En fait les autorités françaises nous ont convoqué il y a quelques jours, en plein après-midi. La chose était d'importance nous dit-on.
Reçus dans le cabinet du ministre, nous avons vite appris qu'une bande de terroriste venait de se lancer dans l'execution d'un sombre projet : la mise en orbite d'un satellite doté d'un rayon laser à haute fréquence. Tellement haute qu'il pouvait émettre jusqu'au sol, et faire entrer en résonnance toutes sortes de matériaux, de manière à provoquer des tremblements très forts.
Le matériau terre était de ceux là. Avec le satellite, les terroristes allaient provoquer des tremblements de terre à répétions.
Comme James Bond travaille pour l'angleterre, et qu'accessoirement il n'existe que dans les films, c'est nous qui avions été réquisitionnés. Faisant partis de l'armée américaine, mais basés en France, notre pays nous avait mis à disposition de l'état français.

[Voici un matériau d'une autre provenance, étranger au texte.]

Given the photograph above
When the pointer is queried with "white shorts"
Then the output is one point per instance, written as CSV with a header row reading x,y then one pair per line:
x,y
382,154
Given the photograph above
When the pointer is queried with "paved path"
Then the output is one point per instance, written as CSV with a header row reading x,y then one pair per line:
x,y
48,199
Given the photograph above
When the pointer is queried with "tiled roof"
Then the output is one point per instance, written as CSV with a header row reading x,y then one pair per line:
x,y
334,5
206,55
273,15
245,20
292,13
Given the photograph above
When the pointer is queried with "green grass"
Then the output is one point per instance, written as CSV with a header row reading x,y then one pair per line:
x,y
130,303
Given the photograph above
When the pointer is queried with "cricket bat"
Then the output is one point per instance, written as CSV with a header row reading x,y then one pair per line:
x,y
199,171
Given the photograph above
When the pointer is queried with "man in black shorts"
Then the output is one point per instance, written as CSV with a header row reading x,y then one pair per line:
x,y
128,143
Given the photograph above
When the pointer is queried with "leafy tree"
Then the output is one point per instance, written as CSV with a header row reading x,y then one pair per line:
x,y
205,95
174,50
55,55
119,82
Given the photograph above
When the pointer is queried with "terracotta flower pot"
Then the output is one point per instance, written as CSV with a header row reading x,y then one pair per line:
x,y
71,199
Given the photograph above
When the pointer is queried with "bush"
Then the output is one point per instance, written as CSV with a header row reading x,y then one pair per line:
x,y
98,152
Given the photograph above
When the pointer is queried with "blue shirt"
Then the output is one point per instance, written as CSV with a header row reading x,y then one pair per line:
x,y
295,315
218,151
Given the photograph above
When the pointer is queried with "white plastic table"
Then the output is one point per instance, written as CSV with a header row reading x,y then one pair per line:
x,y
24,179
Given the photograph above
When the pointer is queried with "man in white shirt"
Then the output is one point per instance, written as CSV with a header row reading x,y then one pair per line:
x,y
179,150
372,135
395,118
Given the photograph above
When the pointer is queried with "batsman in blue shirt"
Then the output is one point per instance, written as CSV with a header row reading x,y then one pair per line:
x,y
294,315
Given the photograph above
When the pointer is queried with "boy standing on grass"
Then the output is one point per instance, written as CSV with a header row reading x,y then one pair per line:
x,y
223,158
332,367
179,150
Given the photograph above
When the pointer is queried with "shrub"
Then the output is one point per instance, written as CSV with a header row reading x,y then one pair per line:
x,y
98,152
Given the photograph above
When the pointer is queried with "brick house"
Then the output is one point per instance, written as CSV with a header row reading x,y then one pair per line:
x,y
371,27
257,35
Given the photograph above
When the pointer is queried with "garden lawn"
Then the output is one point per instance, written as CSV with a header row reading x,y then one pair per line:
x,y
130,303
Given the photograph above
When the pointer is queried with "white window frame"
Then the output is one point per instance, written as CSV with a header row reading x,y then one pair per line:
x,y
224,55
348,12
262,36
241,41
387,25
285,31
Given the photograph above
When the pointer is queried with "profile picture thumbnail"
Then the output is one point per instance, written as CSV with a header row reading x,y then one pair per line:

En seulement 15 heures nous avons été emmenés jusqu'à Kourou, où nous avons décollés presque aussitôt. Dans nos soutes, un appareil top secret conçu par la France : un avion orbitable capable de se mouvoir dans l'espace, sans frottement, et donc sans énergie. La chose était à mon sens impossible.
Une fois arrivés en vue du satellite malfaisant, nous n'avons noté aucune présence hostile. Ceux qui avaient fait venir le satellite ici étaient déjà repartis. Tant mieux, nous n'aurions pas à nous battre.
Nous sommes sortis à bords de l'avion orbitale. Nous avons du nous rendre à l'évidence, cela fonctionnait. Complètement.
L'appareil était armé d'un missile. De quoi détruire, sans pitié, le satellite.
Nous l'avons fait.
Nous sommes rentrés.
Aucun accroc dans la mission. Mais j'en viens à avoir peur de tout cela. Quelqu'un avait placé un satellite, là, dans l'espace, sans être plus embêté que cela. Nous l'avons détruit certes, mais nous n'avons jamais su qui était derrière tout ça. Comment le satellite avait été amené là. Ca fait vraiment un drôle d'effet de savoir que des individus capables de construire de tels engins n'ont pas été plus inquiétés que cela. Ils pourraient parfairement recommencer demain, sans que nous le sachion, et alors ce serait terrible.
J'avoue que cela me mine complètement. Mais je vais me resaissir. D'ailleurs, demain l'entraînement reprend.